Discussion and conclusions
The combination of arachnoiditis ossificans, pseudomeningocele and isthmic spondylolistesis is an extremely rare condition and therefore there are no clear indications on the best treatment. To our knowledge, this is the first case reported in literature.
The presence of calcified arachnoid tissue could represent an asymptomatic incidental finding or a pathologic ossification known as arachnoiditis ossificans (AO). The aetiopathology can be idiopathic or secondary to subdural hematoma, intradural bone fragment in spine traumas, infections, spinal surgeries or procedures, hyperparathyroidism, or heterotopic osseous metaplasia. AO is a rare entity that usually affects the thoracic spine (90% of cases), and less frequently the lumbar and cervical regions 1. Long-standing backache and chronic neurological symptoms, usually radicular pain, are the most common clinical manifestations. AO can be classified according to the involvement of leptomeninges in three categories: type I has a semicircular (“banana-like”) appearance. Type II presents as a circular ossification of the arachnoid membrane, as shown in the patient we report, while type III has a honeycomb pattern and the thecal sac is traversed by the calcifications. These calcifications present a histological pattern of trabecular and lamellar bone, resulting indistinguishable from the normal one 1. There is no consensus on the appropriate treatment strategy, although several authors suggest laminectomy and bilateral facetectomy as reliable surgical solutions 1.

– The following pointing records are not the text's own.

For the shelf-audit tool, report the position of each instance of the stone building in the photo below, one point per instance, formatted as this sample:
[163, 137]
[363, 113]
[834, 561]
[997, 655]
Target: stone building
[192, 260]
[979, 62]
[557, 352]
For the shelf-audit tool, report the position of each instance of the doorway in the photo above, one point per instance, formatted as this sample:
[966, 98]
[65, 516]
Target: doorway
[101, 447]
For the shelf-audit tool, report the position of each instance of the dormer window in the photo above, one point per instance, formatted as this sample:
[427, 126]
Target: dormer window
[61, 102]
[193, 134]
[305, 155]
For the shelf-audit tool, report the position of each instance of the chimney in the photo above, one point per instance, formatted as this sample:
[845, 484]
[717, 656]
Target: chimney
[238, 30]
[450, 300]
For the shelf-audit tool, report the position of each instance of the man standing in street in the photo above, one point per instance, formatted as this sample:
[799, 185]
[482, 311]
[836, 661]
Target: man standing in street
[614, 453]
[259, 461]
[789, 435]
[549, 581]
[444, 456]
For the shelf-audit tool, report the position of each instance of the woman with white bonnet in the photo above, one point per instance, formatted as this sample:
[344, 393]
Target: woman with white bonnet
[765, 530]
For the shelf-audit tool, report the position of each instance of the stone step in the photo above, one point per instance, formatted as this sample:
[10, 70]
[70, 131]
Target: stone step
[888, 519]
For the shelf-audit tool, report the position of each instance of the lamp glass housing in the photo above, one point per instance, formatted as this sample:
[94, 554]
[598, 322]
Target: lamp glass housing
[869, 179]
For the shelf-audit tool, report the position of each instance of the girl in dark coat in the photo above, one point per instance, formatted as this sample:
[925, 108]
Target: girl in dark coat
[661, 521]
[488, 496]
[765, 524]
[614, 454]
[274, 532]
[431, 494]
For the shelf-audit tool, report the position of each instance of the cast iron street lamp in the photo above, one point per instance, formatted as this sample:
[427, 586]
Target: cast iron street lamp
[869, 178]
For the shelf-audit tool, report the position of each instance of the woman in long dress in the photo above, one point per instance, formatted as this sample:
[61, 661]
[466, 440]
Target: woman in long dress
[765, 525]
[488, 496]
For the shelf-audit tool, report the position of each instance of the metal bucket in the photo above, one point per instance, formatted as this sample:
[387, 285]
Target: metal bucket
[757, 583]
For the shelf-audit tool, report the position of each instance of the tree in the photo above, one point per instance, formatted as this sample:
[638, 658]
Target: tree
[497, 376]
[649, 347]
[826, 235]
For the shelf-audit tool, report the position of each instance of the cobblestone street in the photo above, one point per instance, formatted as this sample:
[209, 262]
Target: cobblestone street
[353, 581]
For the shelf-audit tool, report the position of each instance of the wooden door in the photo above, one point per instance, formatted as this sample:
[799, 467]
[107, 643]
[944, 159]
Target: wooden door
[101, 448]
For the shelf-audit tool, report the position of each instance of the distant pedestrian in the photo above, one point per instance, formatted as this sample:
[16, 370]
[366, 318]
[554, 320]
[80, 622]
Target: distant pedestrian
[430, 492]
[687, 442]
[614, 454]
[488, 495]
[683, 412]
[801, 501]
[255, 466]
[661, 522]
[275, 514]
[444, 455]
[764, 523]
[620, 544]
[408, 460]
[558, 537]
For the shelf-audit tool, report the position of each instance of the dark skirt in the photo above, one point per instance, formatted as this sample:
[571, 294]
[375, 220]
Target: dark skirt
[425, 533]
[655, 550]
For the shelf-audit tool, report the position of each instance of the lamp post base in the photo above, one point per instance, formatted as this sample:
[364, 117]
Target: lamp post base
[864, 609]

Pseudomeningoceles are classified according to the aetiopathology in post-traumatic, iatrogenic and congenital forms. The most common cause of pseudomeningocele is iatrogenic, resulting from an unintended dural tear during a surgical procedure, most commonly after lumbar laminectomy. Other iatrogenic causes include dural puncture for epidural catheter placement 3. Post-traumatic pseudomeningoceles are believed to be related to blunt or inadvertent trauma. Spontaneous pseudomeningoceles are extremely rare, although their association with spondylolisthesis has been described 4. Calcifications are usually an incidental finding in pseudomeningocele. The formation of a calcified wall around the CSF leakage is most commonly the result of a previous hemorrhage 4. The clinical challenge was to determine which of the mentioned conditions caused the patient’s symptoms.
Postoperatively the patient referred resolution of radicular symptoms, with a reduction of L4 radiculopathy (VAS leg: 5), left tibialis anterior deficit (M4) and backache (VAS back: 4). At one month follow-up, no radicular pain (VAS leg: 0), residual motor deficit (quadriceps M5, left tibialis anterior M5), or backache (VAS: 0) was reported: the patient referred the persistence of slight dysaesthesia on the anterior right thigh.
The spondylolisthesis reduction combined with neural decompression achieved resolution of symptoms. The absence of anterior support can be considered as a potential source of surgical failure. However, a salvage interbody fusion procedure can be performed in the future with anterior retroperitoneal lumbar interbody fusion (ALIF) or a lateral trans-psoas approach (LLIF) avoiding scar tissue secondary to previous surgery, reducing both surgical time and perioperative blood loss 5. Nevertheless, anterior surgeries imply careful management of vascular structures and in case of LLIF of lumbar plexus in the contest of psoas muscle 6.
In conclusion, considering the rarity of this clinical triad and the lack of a clear surgical strategy in current literature, the goals of our surgery are achieving decompression of neural elements and stability due to bone fusion.